6 Pour une analyse approfondie du genre, voir Thomas Doherty, Teenage and Teenpics – the Juvenilization of American Movies in the 1950s, Temple University Press, Philadelphie, 2002.

7 L’historique est disponible sous forme d’un journal sur le site Internet alémanique (www.achtungfertigcharlie.ch) et repris de façon plus sommaire sur le site romand (http://www.charlie-lefilm.ch/).

8 Au vu du rôle prépondérant du producteur, le film peut être attribué à Lukas Hobi. En nous conformant aux habitudes qui ont cours en la matière, nous attribuons cependant le film à son réalisateur.

9 Pour pallier le manque de notoriété des acteurs de Achtung, Fertig, Charlie !, une large campagne de presse a été initiée en Suisse romande, en proposant des articles et des entretiens avec Melanie Winiger, la seule comédienne connue des francophones.
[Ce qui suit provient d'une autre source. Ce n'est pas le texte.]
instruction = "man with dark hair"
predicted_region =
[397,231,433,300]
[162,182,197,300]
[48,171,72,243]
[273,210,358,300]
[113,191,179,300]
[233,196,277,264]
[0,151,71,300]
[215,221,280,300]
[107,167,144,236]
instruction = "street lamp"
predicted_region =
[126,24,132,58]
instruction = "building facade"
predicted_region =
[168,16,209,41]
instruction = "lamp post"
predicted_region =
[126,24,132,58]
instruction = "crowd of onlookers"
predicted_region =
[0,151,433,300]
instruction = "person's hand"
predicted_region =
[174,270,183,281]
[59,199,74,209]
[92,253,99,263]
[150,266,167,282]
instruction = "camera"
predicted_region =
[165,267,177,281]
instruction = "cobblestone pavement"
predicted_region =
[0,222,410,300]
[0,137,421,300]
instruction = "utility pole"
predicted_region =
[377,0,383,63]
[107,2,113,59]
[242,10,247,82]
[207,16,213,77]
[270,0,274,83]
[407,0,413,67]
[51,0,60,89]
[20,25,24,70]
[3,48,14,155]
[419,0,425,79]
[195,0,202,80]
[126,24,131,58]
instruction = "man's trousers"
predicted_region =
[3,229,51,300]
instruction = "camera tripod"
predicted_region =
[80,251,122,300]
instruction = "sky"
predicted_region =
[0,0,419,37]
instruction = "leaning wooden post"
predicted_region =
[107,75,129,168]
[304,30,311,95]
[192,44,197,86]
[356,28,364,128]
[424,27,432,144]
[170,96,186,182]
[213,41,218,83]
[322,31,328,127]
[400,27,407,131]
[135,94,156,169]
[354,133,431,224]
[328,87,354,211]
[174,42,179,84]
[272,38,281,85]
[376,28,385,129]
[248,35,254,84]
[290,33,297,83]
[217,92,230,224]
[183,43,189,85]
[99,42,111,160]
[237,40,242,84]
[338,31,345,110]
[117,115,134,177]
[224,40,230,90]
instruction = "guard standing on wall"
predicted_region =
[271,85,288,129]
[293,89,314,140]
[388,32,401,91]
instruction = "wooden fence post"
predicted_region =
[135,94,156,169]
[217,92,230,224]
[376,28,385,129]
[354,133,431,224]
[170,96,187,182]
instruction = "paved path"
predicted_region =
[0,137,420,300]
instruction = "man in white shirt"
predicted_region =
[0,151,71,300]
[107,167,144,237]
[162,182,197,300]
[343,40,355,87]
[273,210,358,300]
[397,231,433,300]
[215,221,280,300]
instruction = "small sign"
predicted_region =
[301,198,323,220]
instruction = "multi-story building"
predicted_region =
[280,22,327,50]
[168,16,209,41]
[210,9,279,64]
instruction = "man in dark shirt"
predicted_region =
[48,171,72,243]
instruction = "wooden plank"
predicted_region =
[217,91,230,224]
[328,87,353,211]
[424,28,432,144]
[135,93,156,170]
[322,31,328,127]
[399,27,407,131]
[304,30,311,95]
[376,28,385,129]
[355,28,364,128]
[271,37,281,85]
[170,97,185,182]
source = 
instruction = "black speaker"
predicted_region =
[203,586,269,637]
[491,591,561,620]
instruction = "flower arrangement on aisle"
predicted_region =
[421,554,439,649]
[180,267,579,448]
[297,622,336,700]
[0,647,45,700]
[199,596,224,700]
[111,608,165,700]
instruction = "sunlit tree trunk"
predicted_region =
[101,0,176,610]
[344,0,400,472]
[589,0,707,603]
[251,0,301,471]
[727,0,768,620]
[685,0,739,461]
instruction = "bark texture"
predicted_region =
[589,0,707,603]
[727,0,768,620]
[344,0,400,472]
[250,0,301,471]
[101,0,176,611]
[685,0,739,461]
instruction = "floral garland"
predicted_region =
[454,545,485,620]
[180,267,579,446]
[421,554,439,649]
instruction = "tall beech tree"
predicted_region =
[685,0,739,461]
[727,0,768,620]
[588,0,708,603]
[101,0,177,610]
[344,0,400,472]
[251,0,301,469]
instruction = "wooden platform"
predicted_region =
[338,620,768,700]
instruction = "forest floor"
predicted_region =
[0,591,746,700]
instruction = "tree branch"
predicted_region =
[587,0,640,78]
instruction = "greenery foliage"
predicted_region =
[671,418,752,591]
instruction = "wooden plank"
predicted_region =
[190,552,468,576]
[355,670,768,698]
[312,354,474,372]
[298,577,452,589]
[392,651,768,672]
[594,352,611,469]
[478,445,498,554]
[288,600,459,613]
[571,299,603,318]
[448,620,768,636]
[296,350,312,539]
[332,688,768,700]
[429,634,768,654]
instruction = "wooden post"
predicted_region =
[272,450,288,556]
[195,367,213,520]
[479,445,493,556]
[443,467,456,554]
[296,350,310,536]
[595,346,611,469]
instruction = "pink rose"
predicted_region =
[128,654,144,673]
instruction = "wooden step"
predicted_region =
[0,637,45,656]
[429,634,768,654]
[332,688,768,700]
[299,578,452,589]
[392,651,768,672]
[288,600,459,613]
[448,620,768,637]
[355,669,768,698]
10 Achtung, Fertig, Charlie ! s’inscrit dans une tradition de films suisses qui se passent dans et/ou autour de l’armée. Citons comme exemples le Fusilier Wipf (1938) de Leopold Lindtberg, Gilberte de Courgenay (1941) de Franz Schnyder ou plus récemment Beresina oder die letzten Tage der Schweiz (1999) de Daniel Schmid.

11 A titre de comparaison, relevons que le Tagesanzeiger a publié 11 articles en 2003, et la NZZ 9 articles.

12 A titre de comparaison, notons que 59 ?copies du film Troy, avec Brad Pitt, sont sorties en Suisse.

13 Cf. Philippe Rodrik, « Un film suisse réalise un record historique », in Tribune de Genève, 26.9.2003, p. 16.

14 Xavier Ruiz, « La Suisse doit sortir du tiers-monde du cinéma », in Le Temps, Samedi Culturel, 8.5.2004, p. 42.

15 Pour de plus amples informations sur le fonctionnement de Succès Cinéma, voir le site www.succes-cinema.ch.

16 Cf. ProCinema, Facts & Figures 2003, publication des statistiques annuelles, ProCinema, Association suisse des exploitants et distributeurs de films, Berne, 2004.